The Cowboys' ability to limit McCoy helped. Dallas played the extra defensive back down a lot of the time. That meant man on the outside with a lot of single-high safety. Usually McCoy can make that man miss. He didn't in this game. Here's a look at a McCoy run against that look.
The Eagles line up three receivers to the right and the Cowboys match up with man coverage and a single safety cheating to that side. The Eagles counter with a McCoy run to the left. But Wilcox (blue X) is lined up outside the end and is free to step in and make a play for a 2-yard gain as an unblocked player.
As for the Dallas offense against the Eagles' defense, the Eagles threw a lot of blitz looks at Romo. Here's a look at one that led to a sack.
Romo is in the shotgun on a third-and-10 from his own 39 with Philip Tanner offset to his left. The Eagles have a blitz coming to that side. The Cowboys have the right numbers, but Tanner seems to be confused about who to block. The Eagles send DeMeco Ryans (yellow circle) on a loop to the outside and bring end Trent Cole (blue circle) inside of him on a loop to his left. Vinny Curry (red circle) is engaged with left guard Ron Leary. As Cole loops inside, Leary releases Curry to pick him up and Curry is able to drop Romo for the sack. Tanner clearly needs to get inside to help.
Blitz him once, and you get him. But blitz him again, and Romo got the Eagles. Here's a look at a 9-yard touchdown pass to Terrance Williams to make it 17-3.
The Cowboys have a first-and-goal from the 9. They line up Williams wide right with Cole Beasley in the slot inside of him. Beasley (red circle) runs and out and Williams runs a slant inside. With Mychal Kendricks (blue X) blitzing inside, Romo has an easy lane to throw to Williams since Ryans can't get over into that area.
If Romo can't play, I would imagine the Eagles will again blitz the heck out of Kyle Orton. So what will the Cowboys do to Foles now? Ware is back, which will help. But they will likely be without Lee and corner Morris Claiborne is iffy for the game.
Foles missed the next week after the Cowboys game with a concussion, but he has been on fire since then. So the Cowboys' bad pass defense will be lucky if they come close to duplicating what they did in the first meeting. This one, unlike the first, will be a shootout.
Clues to Bears-Packers
I won't break down any plays from that game here with pictures since it was so different in terms of who played that day compared to this one -- especially at quarterback. Seneca Wallace, who came in for Rodgers that night, is now on IR. They're two quarterbacks removed from him with Matt Flynn now the starter.
But some of things that I did see from that first meeting:
• The Packers had a tough time pressuring McCown, getting just one sack. They were without both Clay Matthews and Nick Perry that day. Matthews re-injured his thumb this past week and might not play again.

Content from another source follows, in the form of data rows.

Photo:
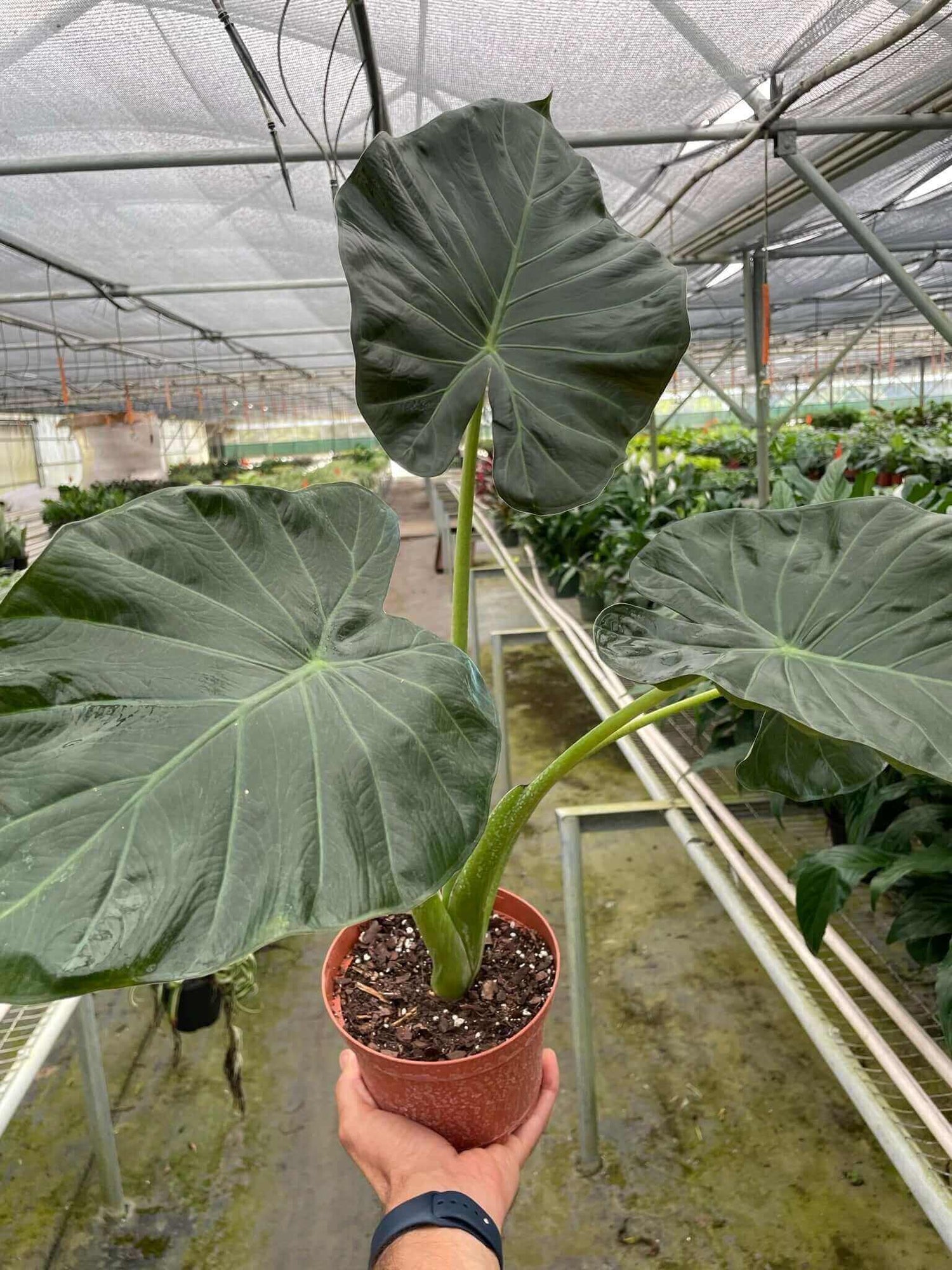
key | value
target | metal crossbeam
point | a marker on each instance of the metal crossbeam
(256, 156)
(786, 149)
(736, 407)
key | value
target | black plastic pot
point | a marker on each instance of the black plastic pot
(200, 1004)
(591, 606)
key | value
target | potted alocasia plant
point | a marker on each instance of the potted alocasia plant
(211, 735)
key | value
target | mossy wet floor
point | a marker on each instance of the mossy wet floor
(727, 1141)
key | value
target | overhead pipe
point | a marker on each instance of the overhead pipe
(805, 126)
(835, 203)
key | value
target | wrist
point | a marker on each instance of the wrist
(418, 1184)
(431, 1249)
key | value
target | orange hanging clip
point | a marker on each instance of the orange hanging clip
(766, 324)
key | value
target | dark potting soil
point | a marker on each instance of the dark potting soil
(387, 999)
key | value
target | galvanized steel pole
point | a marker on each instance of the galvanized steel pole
(101, 1125)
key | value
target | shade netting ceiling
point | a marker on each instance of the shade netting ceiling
(116, 77)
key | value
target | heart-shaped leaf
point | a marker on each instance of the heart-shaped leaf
(479, 251)
(838, 617)
(804, 766)
(211, 736)
(826, 882)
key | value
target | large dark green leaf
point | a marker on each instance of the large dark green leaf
(944, 998)
(927, 863)
(826, 882)
(927, 914)
(838, 617)
(211, 736)
(479, 250)
(804, 766)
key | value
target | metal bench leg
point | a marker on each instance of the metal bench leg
(101, 1125)
(581, 991)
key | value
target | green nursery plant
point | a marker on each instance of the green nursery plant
(13, 539)
(211, 735)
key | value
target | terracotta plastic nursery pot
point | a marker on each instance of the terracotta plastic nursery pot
(472, 1102)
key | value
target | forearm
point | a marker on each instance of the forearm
(435, 1249)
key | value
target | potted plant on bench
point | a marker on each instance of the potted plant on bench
(213, 736)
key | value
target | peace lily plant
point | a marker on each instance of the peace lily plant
(213, 736)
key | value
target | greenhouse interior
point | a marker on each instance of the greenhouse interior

• Even after Rodgers went down and Wallace went in, the Packers ran it right at the bad Chicago run defense with success. Eddie Lacy had 150 yards and a touchdown and James Starks had 40 yards on six carries with a touchdown. The pair averaged 6.7 yards per carry between them.
• Julius Peppers had his best game of the season as a pass rusher that night with a sack and a handful of pressures. Does he only show up in nationally televised games?
• Rodgers got hurt when Shea McClellin hit him from behind on passing play, forcing him to land on his shoulder. But the reason he had to move out of the pocket was because the Bears did a great job of playing zone coverage on a route tree where Rodgers clearly expected to see man. Nobody cleared open and he had to step up when they didn't.
With all the quarterback uncertainty, it's tough to get a real gauge on what to expect this week. But one thing we do know: The stakes are higher for all four teams than they were in the first meeting.